Starting as a reporter on his hometown newspaper, he moved briefly to then Rhodesia before returning to South Africa to become a parliamentary correspondent with the South African Press Association. He was sent to London as Sapa’s London editor and also served as special correspondent to the United Nations. He joined the then Argus group in London as political correspondent.

Returning to South Africa after 12 years abroad, he was assistant editor on the Pretoria News for a decade before becoming editor of the Star and SA Times for five years.

Since 1999 he’s been an independent journalist writing and broadcasting – mainly about Africa – for Talk Radio 702 and 567 Cape
Talk, Radio France International, PressTV, Radio Live New Zealand, Business Day, Mail & Guardian, the BBC, Agence France Press,
Business in Africa, Leadership, India Today, the South African Institute for International Affairs and the Institute for Security Studies.

He has hosted current affairs talk shows on Talk Radio 702 and 567 Cape Talk. He appears as an African affairs pundit on SABC Africa and CNBC Africa.
He lectured in contemporary studies to journalism students at the Tshwane University of Technology and the University of Pretoria.

He speaks on African affairs to corporate and other audiences.
He has been officially invited as a journalist to more than 30 countries. He was the winner of the 2007 SADC award for radio journalism.

He’s been a member of the EISA team observing elections in Somaliland, Democratic Republic of Congo, Madagascar, Zimbabwe, Egypt and Tunsiai.

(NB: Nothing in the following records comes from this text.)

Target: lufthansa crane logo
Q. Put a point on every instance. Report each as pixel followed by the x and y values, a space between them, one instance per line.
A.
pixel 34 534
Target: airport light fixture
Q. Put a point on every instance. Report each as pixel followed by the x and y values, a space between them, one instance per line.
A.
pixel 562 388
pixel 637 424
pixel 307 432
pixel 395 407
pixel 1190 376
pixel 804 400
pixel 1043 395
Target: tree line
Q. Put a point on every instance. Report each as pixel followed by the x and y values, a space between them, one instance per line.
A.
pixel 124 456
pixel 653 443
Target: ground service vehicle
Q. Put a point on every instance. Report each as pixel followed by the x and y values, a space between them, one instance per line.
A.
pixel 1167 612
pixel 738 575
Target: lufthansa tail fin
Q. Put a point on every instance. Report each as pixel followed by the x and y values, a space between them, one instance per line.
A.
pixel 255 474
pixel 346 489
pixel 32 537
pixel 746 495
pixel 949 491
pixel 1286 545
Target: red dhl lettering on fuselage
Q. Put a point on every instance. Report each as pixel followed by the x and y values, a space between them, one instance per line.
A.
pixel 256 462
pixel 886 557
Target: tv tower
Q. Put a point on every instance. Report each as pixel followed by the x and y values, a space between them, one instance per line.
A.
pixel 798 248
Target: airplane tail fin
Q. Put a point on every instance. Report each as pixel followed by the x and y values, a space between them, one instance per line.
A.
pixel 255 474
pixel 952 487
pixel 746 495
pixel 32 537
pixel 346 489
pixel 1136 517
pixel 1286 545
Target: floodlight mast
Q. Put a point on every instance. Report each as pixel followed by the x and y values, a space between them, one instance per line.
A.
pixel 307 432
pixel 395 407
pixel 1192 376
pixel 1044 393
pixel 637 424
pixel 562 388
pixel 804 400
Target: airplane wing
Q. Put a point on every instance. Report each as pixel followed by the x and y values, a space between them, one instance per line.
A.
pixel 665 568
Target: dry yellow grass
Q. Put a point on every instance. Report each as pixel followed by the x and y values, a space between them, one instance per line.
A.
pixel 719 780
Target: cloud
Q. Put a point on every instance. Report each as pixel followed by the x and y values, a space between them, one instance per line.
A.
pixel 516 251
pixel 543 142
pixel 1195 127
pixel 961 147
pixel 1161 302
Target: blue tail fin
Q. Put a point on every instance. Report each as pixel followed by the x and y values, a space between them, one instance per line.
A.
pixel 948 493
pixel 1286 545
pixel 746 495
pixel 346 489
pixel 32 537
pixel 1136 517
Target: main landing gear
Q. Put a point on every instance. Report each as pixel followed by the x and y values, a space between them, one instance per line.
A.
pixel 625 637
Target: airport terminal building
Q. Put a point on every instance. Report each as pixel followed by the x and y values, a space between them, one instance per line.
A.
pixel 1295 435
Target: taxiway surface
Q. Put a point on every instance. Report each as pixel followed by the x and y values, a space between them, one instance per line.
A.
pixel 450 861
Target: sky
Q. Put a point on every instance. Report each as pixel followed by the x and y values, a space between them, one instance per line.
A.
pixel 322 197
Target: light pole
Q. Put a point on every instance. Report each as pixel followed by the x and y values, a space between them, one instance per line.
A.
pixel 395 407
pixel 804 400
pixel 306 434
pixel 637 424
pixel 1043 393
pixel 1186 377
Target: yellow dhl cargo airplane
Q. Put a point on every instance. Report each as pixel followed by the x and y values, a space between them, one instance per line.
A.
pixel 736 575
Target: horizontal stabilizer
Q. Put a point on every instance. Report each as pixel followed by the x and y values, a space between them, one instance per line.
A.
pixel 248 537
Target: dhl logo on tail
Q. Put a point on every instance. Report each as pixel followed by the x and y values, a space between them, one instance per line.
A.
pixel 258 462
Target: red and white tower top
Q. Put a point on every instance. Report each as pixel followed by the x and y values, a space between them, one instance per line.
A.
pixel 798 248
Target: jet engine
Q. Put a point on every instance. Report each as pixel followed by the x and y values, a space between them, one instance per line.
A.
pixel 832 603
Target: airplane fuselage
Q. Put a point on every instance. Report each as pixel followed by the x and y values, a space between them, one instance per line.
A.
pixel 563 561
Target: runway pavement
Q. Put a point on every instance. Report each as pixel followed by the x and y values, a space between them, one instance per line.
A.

In October 2009 he headed a group of 39 African journalists to the 60th anniversary celebrations of the Peoples’ Republic of China.

In January 2010 he joined a rescue and paramedical team to earthquake struck Haiti.

He is immediate past president of the Alliance Francaise of Pretoria.

Jean-Jacques is a director of Giant Media. The company was given access to Nelson Mandela in his retirement years until 2009.
He is co-producer of the hour-long documentary Mandela at 90 that was broadcast on BBC in January 2009.